Wednesday, May 5, 2010

As the Semester Winds Down

So the Faculty Senate met yesterday for its last full meeting of the academic year. The body was visited by two new members of the Board of Trustees. I am hopeful that the new trustees will invigorate the Board by establishing relationships with more constituents than university administrators. Their willingness to attend a Senate meeting characterizes the spirit of service that I expect of a Board member. This is the first time in my 12 years in the Senate that any Board member has attended a meeting. To Trustees Samuels and Rozier, thank you.
During the course of the meeting Devi Potluri, our body’s re-elected Vice President invited the Trustees to consider putting CSU in the running to host the Barack Obama Presidential Library. The University of Chicago has apparently already hired a lobbying firm to assist them in securing the right to host the Presidential Library after his term of service ends. For all of the issues that Devi and I agree on, this is an issue that I could not support him on. Unfortunately, our university does not have a good history as far as libraries are concerned.
Let’s travel back in time a bit. In the bad old days, whenever budgets needed to be cut, those cuts often came at the expense of the book acquisition budget. This would often happen when there was either no Library Dean or an interim dean. Later during the period when the university was discussing the impending construction of our library, one of the complaints from academic faculty and library faculty was the number of non-library activities in the library and in Douglas Hall. Fast forward to our last accreditation visit from the North Central Association and some of you will recall the university was told that our library was problematic because it wasn’t a single use facility. There were many programs, projects, centers and offices located in the Douglas Library. The HLC was assured that the new library then under construction would be a single use facility that would be the focal point of the university. The goal was to focus the academic attention in the new building while providing more space for the other various and sundry programs elsewhere on campus. Slowly but surely, non-library creep set in. The Black Legislators exhibit and office space was just the beginning of what is becoming a flood of non-academic uses of the still unnamed Academic Library. And what are the future non-academic uses of the library going to be. Apparently the plans are either in the works or already approved to cut up the Academic Library like the Douglas Library was cut up years ago. That history is repeating itself isn’t surprising. What is disturbing is that faculty were not consulted in a decision that ultimately affects us in our scholarly activities. This wouldn’t be an issue if scholarly activities were being downgraded in importance.

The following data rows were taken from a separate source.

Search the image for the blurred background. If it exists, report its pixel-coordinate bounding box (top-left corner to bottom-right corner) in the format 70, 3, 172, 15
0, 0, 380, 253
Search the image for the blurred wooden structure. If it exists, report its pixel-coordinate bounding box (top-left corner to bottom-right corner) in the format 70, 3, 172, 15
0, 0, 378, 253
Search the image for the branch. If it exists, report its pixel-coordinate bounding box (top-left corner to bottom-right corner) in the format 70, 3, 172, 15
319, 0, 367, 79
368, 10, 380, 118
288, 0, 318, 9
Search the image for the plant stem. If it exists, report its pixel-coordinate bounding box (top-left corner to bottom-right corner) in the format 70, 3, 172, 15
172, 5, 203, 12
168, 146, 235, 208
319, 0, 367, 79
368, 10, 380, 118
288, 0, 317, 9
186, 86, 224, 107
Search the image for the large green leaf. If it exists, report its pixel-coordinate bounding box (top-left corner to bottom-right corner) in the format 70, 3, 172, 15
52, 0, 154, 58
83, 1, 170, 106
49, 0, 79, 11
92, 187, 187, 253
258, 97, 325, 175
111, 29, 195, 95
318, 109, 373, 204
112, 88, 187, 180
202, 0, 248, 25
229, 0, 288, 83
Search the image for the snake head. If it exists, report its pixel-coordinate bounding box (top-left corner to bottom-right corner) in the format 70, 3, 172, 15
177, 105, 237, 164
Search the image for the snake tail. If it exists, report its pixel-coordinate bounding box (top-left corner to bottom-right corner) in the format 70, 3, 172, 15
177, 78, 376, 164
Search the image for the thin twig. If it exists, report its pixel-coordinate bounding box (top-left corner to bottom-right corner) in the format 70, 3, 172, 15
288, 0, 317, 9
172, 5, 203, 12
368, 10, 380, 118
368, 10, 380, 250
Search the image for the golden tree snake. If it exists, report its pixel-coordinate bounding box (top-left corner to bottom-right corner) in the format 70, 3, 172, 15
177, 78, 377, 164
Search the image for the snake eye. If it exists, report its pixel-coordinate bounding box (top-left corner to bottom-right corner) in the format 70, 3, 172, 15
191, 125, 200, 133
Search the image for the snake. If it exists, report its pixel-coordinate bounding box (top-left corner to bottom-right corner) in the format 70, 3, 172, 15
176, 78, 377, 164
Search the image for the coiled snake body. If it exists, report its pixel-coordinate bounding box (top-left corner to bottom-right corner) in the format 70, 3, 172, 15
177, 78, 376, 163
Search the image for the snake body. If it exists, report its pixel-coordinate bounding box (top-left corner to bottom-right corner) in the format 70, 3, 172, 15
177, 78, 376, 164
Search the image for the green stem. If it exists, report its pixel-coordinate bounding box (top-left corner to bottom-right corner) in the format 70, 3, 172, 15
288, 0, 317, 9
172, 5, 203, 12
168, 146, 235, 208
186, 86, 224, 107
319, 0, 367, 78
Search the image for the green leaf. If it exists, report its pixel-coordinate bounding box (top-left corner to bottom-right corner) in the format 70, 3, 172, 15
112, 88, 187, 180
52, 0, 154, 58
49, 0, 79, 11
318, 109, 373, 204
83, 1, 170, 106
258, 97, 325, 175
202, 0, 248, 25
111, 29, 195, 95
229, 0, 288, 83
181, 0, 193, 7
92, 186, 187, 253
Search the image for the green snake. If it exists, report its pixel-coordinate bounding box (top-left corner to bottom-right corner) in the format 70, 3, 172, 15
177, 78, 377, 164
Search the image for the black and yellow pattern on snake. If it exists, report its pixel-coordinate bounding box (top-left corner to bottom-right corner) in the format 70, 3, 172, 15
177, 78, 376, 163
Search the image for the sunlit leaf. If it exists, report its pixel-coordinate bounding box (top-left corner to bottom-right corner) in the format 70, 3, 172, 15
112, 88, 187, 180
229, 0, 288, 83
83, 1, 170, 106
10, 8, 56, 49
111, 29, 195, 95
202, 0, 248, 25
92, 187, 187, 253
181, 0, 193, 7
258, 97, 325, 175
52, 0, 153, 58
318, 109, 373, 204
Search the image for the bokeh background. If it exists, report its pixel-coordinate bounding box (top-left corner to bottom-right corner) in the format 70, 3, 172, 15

I only say this because there has been a change in the way research CUEs, and sabbaticals are awarded. The current library dean is on sabbatical and I would be interested in what he thinks of the new regime’s plan to reconstitute the library space. Is the new regime going to continue to ignore the body that retains the corporate memory of the institution or will they begin to engage in actual shared governance and not just mouth the words?

1 comment:

  1. And of course big decisions concerning library space beyond those mentioned here are happening in the absence of Dean McCrank who has been "on sabbatical." Why isn't the Senate's Library Committee involved in discussions about changes to the building? One of the concerns librarians' have expressed for years is that they themselves are not asked for input on changes that occur to the library building or its organization. We know CSU is not a democracy, but even the veneer of shared governance and transparency is missing in these actions.